Hands-On Healing with a Dose of Happy
Apr 30, 2014 04:48AM
“Is that your head?” the patient asks the doctor behind her. Osteopathic physician Stella Emsellem responds with a cheerful, muffled yes. Set on finding the source of her patient’s migraine, Emsellem has pressed her head into the woman’s back and placed her hands diagonally on the shoulder and hip. Using her head as a fulcrum, she starts rocking the patient gently back and forth.
Four years of medical school and a yearlong residency taught Emsellem to use her head and hands this way. Characterized by manual diagnosis and treatment, osteopathic medicine treats the body as a unit of interrelated structure and function that possesses the inherent ability to heal itself. Emsellem applies the intelligence in her hands, inherited in a blend of art and science from her jeweler father and neurologist-turned-sleep-doctor mother, to her patients at Hands on Osteopathic Healthcare in Chevy Chase, Maryland.
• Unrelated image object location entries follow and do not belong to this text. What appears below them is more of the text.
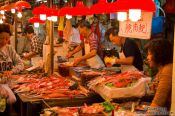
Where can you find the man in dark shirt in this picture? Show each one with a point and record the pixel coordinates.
(132, 55)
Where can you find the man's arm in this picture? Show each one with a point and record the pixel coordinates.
(77, 49)
(125, 61)
(29, 55)
(85, 57)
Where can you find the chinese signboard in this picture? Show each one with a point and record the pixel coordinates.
(140, 29)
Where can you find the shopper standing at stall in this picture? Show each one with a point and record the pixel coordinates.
(160, 55)
(35, 55)
(10, 62)
(90, 45)
(36, 44)
(129, 55)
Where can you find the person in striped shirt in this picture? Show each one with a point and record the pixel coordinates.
(90, 45)
(36, 44)
(160, 55)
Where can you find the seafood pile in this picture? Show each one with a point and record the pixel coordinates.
(45, 87)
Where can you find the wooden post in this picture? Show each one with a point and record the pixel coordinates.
(51, 42)
(173, 80)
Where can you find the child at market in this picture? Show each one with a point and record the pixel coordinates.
(160, 55)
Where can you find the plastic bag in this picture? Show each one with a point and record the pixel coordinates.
(11, 97)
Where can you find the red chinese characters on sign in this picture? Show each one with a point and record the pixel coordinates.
(140, 29)
(136, 27)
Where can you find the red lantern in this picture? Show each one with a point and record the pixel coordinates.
(22, 4)
(6, 7)
(80, 10)
(42, 9)
(35, 19)
(65, 10)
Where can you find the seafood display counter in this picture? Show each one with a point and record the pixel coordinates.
(36, 92)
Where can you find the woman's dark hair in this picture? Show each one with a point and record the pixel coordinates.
(162, 51)
(5, 28)
(114, 31)
(85, 23)
(29, 29)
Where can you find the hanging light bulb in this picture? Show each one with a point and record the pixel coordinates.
(1, 21)
(134, 14)
(13, 10)
(49, 18)
(43, 17)
(3, 17)
(121, 16)
(2, 12)
(54, 18)
(68, 16)
(36, 24)
(19, 14)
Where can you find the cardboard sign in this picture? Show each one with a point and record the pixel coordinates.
(140, 29)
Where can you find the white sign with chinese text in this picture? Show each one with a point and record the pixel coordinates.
(140, 29)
She described her work during this recent interview.
How do you see osteopathy’s role in healing?
When we respect that the body has the capacity to heal itself, we can evaluate it from a knowledgeable stance, and just give it a nudge in the right direction. Most of my patients are generally healthy and active and have taken numerous falls and bumps along the way and been fine. They come to see me when they have accumulated too many, or encountered an external traumatic force, such that they can’t bounce back.
How do you do it?
My training lineage goes all the way back to the founders of osteopathy. The way we practice is very direct. I can feel where tensions consolidate and change. I was taught to treat for balance and balanced tension, in the whole body, in all the tissues of the body. Learning to feel different layers of tissue is a skill set. Orthopedic surgeons place their hands on a knee and go straight to analyzing the ligaments, joint and meniscus. I place my hands there and stop along the way, so that I first feel the skin, fatty tissue, myofascial tissue, muscle, tendons and then the ligaments, joint space/fluids and bones. It's all just a matter of training. Bones are mosaics of fluid in different densities. I treat the body and the head in the same way. I directly engage it, motion test in all directions, find a restriction and then go into that restriction, to create as much balance in the tensions around that area as I can, until it releases and resets to a new balance point.
Why does someone seek osteopathic treatment?
Most people come to see me for physical pain, musculoskeletal pain—joint pain, back pain, neck pain, stiffness or headaches—but some come because they’re having functional restrictions, there’s something they used to be able to do that they can’t do as well.
What other perspectives do you bring to your work?
I’m a big fan of happiness, which I find in the self-exploration of movement. The more different forms of movement and outdoor sports I pick up, the more I understand the way the body is functioning on a physical and anatomical basis. My yoga practice helps me understand the way breath influences the body and how opposing forces can create balance. I was raised cultural Jewish in a Type A household but have become more spiritual, connected to movement and being in the mountains, feeling something greater and bigger, a sense of unity. I find that place too when I’m treating patients, because it’s such an honor to have their trust.